Constant-Q Transform on T4 w/ Audio Shield

Status
Not open for further replies.

Audio951

New member
Hello!

For the past few months I've bounced this idea around and scrounged for resources on how to implement CQT on the T4 such that I can drive WS2812B leds on a chromatic scale rather than the linear frequency bins provided by the default FFT implementation.
I'm curious if anyone is aware of any resources on this subject as it relates to the T4 specifically and integrating it as an extension to the AudioStream class.
I took a look at the AudioSDR project to see what might be useful there, but it's so massive it's hard to tell what the overall flow is and how the data is manipulated.
I also looked at the CMSIS DSP library to see if there was an implementation available but could not find anything.

I only need to drive 96 LEDS - 8 octaves with 12 half steps starting at E0.
Technically even that is a little overkill, but that's the absolute maximum I can foresee being useful and seems to be typical for a CQT implementation to support on 44,100hz.


Any guidance or help would be massively appreciated - thanks in advance for your time!

-Audio
 
As Q is related to the time-frequency product you "only" need to implement 96 DFTs, each with own window size.
Edit: Not sure is there is a DFT object in Audio library, but you can easily write one yourself
 
The FFTs in the audio lib are 256 and 1024 point, locked to the sample rate.

One FFT can do the full frequency analysis, then you would apply different frequency windows on
the results to sum power for each target frequency band for an arbitrary set of output frequencies/Qs
 
+1 on combining bins. Say you down sample to 11K sps, then run a 22,000 sample FFT. Each bin would represent .5 hz.

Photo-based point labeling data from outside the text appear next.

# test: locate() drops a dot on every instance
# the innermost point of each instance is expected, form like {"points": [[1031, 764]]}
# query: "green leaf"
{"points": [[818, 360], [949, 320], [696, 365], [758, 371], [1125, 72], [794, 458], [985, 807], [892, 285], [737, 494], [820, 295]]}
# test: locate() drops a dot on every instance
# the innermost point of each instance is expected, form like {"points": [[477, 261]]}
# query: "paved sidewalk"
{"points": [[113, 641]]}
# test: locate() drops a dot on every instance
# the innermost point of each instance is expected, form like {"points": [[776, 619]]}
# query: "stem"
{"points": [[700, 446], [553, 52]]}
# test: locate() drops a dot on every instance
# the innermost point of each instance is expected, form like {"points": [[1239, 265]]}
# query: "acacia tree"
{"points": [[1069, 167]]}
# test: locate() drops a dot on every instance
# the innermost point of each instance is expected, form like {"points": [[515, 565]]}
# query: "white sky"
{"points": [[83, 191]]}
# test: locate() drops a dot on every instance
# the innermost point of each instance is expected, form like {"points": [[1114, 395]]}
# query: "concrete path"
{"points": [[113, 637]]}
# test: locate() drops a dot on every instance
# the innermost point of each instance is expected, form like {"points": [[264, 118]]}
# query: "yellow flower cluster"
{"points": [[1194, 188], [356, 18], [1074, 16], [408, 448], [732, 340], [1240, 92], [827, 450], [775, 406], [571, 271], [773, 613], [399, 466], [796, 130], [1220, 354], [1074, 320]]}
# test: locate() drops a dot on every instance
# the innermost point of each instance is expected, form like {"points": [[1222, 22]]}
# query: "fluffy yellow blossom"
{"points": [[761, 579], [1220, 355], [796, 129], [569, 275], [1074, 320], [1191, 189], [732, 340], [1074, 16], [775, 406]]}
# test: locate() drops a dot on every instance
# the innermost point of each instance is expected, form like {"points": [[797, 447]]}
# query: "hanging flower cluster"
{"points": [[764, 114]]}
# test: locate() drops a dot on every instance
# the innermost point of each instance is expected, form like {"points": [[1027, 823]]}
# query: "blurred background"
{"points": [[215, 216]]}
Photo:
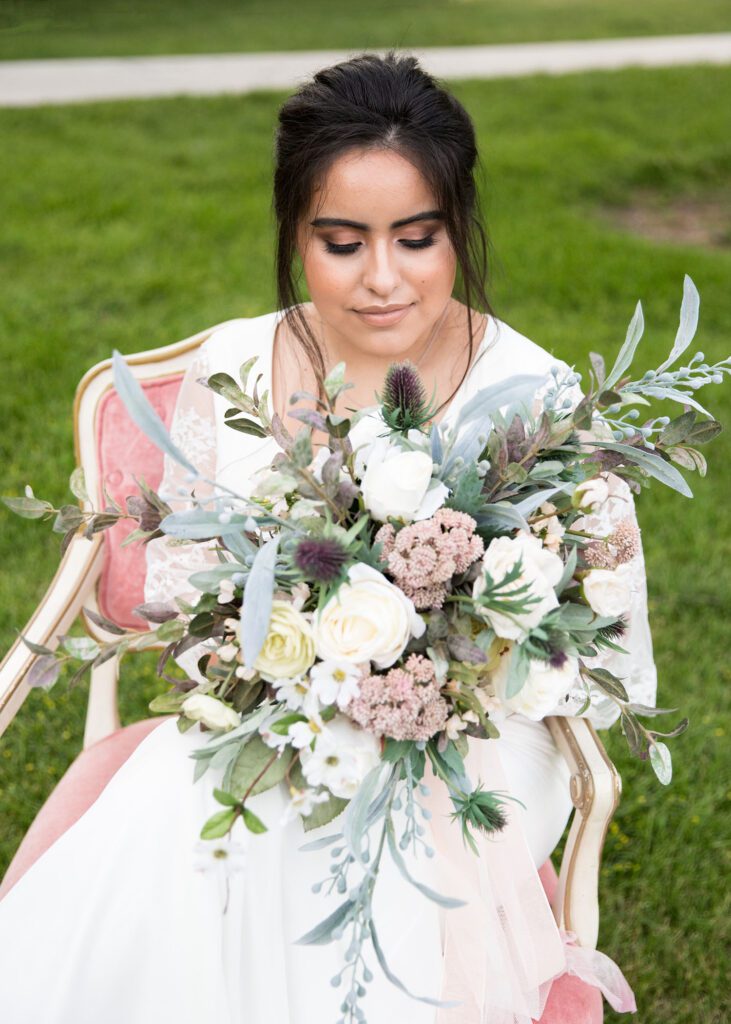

The DD4WH code is an example of large FFTs.
 
+1 on combining bins. Say you down sample to 11K sps, then run a 22,000 sample FFT. Each bin would represent .5 hz.

The DD4WH code is an example of large FFTs.

While we do all agree that the FFT approach is probably superior to a bank of 96 parallel filters, do be aware that the FFT approach more clearly exposes the inherent trade between frequency resolution and time response.

For example, if you were to really want 0.5 Hz frequency resolution as suggested above, you need to wait for all the data to arrive, which in this case is: 22,000 samples / 11,000 samples/sec = 2.0 seconds of data. Assuming that you use a traditional butterworth window (or whatever), the meat of the FFT is the middle of that 2-second sample. So, on average your display will lag your audio by 1.0 second. If you're watching this display along with your music, having your meters be a whole second behind the sound...that will be *very* dissatisfying.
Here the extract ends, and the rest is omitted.